I was kind of amused by her idea, but the more I thought about it, the more I think that “fiction you buy at Target” is a great description. Good story, interesting characters and plot, something that pulls you in and keeps you reading. But not really “high literature” and nothing that rips your guts out of your tear ducts. The kinds of books that focus more on characters and the story than on the writing style. You know. A book you’d buy at Target.

Both types of books have value and goodness, but *for me* I need that little extra glitter that a more literary writing style can add.

The Star-Crossed Sisters of Tuscany is Target fiction. I enjoyed it and I think lots of other readers will love it. It just didn’t quite sparkle for me.

(This is book #8 of my Summer Reading Challenge.)


Book Review: Summer Days and Summer Nights: 12 Love Stories edited by Stephanie Perkins

I thought about what time is, how we’re being broken every second, we’re losing moments all the time leaking them away like a stuffed animal losing its stuffing, until one day they’re all gone and we lose everything. Forever. And then, at the same time, we’re gaining seconds, moment after moment. Every one is a gift, until at the end of our lives we’re sitting on a rich hoard of moments. Rich beyond imagining. Time was both those things at once.

I have a bad habit when I read short story collections: I start them often but very rarely finish them. I always finish at least one story, usually at least three, but I almost never actually read all of the stories in the book. It’s not that I don’t enjoy reading short stories, I do. It’s more that I feel less compelled to keep reading because when the story ends the book itself—the words on the page, the cover and binding—feels finished. Then I get distracted by something else.

Summer daysA little while ago, some article somewhere (I read a lot of articles, essays, and reviews about books) mentioned that Lev Grossman had a fantastic short story that was published in a book called Summer Days and Summer Nights, which is a collection of short stories by young adult writers, each based in summer romances. I was happy to find that my library had already purchased it, and timed my check out of it so I could read it during the down time of my recent foot surgery.

And, I am happy to say: I read all the stories in this collection!

I didn’t love all of them, but I think that’s to be expected since not all of the writers click with my reading style.

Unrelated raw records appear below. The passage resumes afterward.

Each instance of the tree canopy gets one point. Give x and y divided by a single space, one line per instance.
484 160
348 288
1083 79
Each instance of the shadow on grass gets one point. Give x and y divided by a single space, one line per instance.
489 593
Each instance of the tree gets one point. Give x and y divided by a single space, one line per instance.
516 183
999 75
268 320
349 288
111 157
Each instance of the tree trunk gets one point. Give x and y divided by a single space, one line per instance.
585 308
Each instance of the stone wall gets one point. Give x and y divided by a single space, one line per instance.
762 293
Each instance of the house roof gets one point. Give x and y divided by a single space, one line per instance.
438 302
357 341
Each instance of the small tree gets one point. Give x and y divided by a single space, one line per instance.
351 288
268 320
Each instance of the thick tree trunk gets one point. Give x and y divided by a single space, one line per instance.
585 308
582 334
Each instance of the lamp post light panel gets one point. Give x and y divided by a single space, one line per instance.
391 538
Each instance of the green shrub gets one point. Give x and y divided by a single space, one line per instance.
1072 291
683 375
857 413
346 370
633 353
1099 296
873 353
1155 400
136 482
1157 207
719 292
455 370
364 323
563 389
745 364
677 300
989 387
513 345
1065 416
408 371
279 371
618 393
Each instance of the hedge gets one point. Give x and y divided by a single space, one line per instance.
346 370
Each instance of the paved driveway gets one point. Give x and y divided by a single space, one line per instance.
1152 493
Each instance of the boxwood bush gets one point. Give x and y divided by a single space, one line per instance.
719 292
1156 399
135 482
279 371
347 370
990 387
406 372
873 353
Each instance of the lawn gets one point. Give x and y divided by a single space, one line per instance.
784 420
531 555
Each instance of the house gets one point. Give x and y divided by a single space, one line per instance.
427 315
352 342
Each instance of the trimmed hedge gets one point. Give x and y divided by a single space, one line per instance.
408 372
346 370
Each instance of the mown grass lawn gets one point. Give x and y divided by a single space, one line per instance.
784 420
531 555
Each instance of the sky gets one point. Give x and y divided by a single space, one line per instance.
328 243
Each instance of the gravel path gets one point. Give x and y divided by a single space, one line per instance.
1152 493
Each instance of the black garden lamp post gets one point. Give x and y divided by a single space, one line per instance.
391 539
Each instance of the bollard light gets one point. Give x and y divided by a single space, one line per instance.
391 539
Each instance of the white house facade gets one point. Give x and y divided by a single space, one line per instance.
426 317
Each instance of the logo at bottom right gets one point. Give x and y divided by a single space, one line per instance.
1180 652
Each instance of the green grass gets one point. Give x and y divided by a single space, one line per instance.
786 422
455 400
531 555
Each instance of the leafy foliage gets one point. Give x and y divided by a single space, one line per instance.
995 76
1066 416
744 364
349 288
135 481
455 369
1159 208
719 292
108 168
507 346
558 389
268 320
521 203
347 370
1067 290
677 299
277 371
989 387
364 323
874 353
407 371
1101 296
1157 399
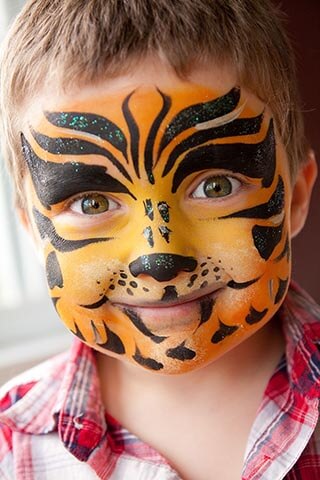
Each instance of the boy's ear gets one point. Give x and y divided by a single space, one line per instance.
301 193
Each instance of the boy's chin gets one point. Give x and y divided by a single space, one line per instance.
158 363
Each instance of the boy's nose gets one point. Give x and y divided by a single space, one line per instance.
162 266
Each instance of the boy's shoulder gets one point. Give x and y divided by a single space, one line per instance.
17 387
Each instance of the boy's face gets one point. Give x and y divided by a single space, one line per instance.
162 207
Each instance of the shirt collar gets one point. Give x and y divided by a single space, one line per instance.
300 318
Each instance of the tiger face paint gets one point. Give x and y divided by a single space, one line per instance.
163 215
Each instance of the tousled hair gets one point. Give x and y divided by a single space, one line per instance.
79 42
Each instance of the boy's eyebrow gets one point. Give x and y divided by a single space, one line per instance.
198 113
238 127
75 146
256 160
55 182
91 123
47 230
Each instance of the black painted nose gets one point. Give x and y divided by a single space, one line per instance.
162 266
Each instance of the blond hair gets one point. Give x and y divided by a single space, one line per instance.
82 41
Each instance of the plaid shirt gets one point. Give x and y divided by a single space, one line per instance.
53 424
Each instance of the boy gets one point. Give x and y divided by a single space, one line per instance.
160 164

But I enjoyed all of them, and loved a couple.

Oddly enough, I think what helped me finish all of them (aside from me purposefully making this book only accessible when I was in the bathroom, and when you’re on crutches, the accessible book is the book you’ll read!) was that I started in the middle instead of the beginning. This kind of tricked my mind because physically I was halfway through the book and I nearly never don’t finish a book I get more than halfway through.

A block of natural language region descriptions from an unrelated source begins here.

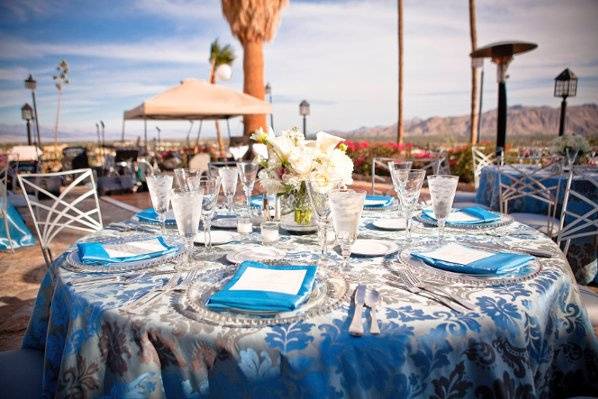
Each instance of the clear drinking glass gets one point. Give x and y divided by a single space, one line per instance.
160 188
186 205
247 174
229 177
442 191
318 191
408 183
210 188
346 207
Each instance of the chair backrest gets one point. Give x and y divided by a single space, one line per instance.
481 160
543 184
579 216
56 213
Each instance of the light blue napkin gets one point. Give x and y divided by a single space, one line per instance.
94 253
262 300
481 214
498 263
377 201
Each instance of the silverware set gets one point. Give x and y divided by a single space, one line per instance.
365 297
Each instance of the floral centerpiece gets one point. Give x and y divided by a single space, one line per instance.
292 160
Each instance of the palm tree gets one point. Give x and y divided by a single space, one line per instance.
473 34
400 132
253 22
61 79
219 55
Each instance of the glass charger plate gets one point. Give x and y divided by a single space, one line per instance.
440 276
330 291
73 263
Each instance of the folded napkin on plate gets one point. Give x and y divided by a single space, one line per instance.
259 287
377 201
463 259
472 215
95 253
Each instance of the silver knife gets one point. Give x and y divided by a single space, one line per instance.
356 327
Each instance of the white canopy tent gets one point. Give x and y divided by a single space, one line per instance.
196 100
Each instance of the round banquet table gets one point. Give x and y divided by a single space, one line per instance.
525 339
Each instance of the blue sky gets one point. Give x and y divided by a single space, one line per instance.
339 55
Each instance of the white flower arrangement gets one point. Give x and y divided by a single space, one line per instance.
293 160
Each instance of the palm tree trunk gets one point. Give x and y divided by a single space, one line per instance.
400 132
253 83
474 75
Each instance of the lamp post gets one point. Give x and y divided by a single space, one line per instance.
565 85
27 115
31 84
268 90
304 111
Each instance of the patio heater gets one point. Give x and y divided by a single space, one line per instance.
31 84
304 111
501 54
268 90
565 85
27 115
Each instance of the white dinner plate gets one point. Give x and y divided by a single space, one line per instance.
219 237
392 224
258 253
373 248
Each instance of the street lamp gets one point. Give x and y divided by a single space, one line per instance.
27 115
268 90
565 85
304 111
31 84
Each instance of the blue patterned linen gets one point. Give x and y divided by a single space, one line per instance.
20 235
523 340
262 300
94 253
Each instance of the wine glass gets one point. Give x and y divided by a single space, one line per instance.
210 188
442 191
160 187
186 205
229 177
408 185
346 207
247 174
318 191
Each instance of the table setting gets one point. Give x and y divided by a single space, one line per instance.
389 298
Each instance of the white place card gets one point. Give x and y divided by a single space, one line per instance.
457 253
282 281
134 248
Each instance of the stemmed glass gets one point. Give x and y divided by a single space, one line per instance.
442 191
318 191
160 188
346 207
247 174
186 205
210 187
408 183
229 177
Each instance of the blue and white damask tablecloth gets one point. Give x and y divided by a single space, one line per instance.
522 340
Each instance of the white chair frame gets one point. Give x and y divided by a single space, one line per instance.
526 183
581 225
69 217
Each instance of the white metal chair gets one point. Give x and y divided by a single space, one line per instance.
52 216
517 183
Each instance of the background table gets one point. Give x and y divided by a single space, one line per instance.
528 339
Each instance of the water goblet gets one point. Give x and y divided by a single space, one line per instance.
186 205
442 191
229 177
346 207
160 187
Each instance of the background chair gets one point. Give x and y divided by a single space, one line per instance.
55 214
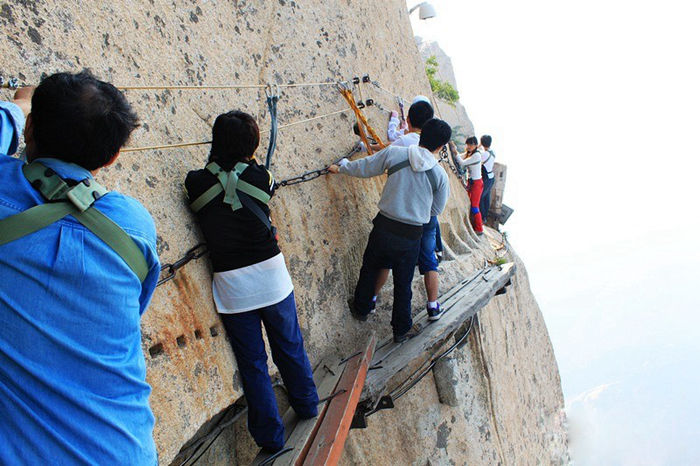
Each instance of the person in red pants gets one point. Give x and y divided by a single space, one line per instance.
471 160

My favorite stories in the collection:

“Inertia” by Veronica Roth: set in a sci-fi future where dying patients can have a “Last Visitation” which allows their mind to connect to a loved one’s even after they no longer have a viable way of surviving their injuries or illnesses.

“Sick Pleasure” by Francesca Lia Block: because the romance reminded me a bit of some of my own high school escapades but mostly because the ending turns everything upside down in a way I didn’t expect.

“The Map of Tiny Perfect Things” by Lev Grossman. A reworking of the “groundhog day” trope, which is actually one of my least-favorite things in stories, but this one, about a boy who is inexplicably relieving August 4, does something new I hadn’t anticipated. I’m glad the story that caused me to check out the book in the first place was as good as it was advertised.

Do you like reading short stories?

(This is book #7 of my Summer Reading Challenge.)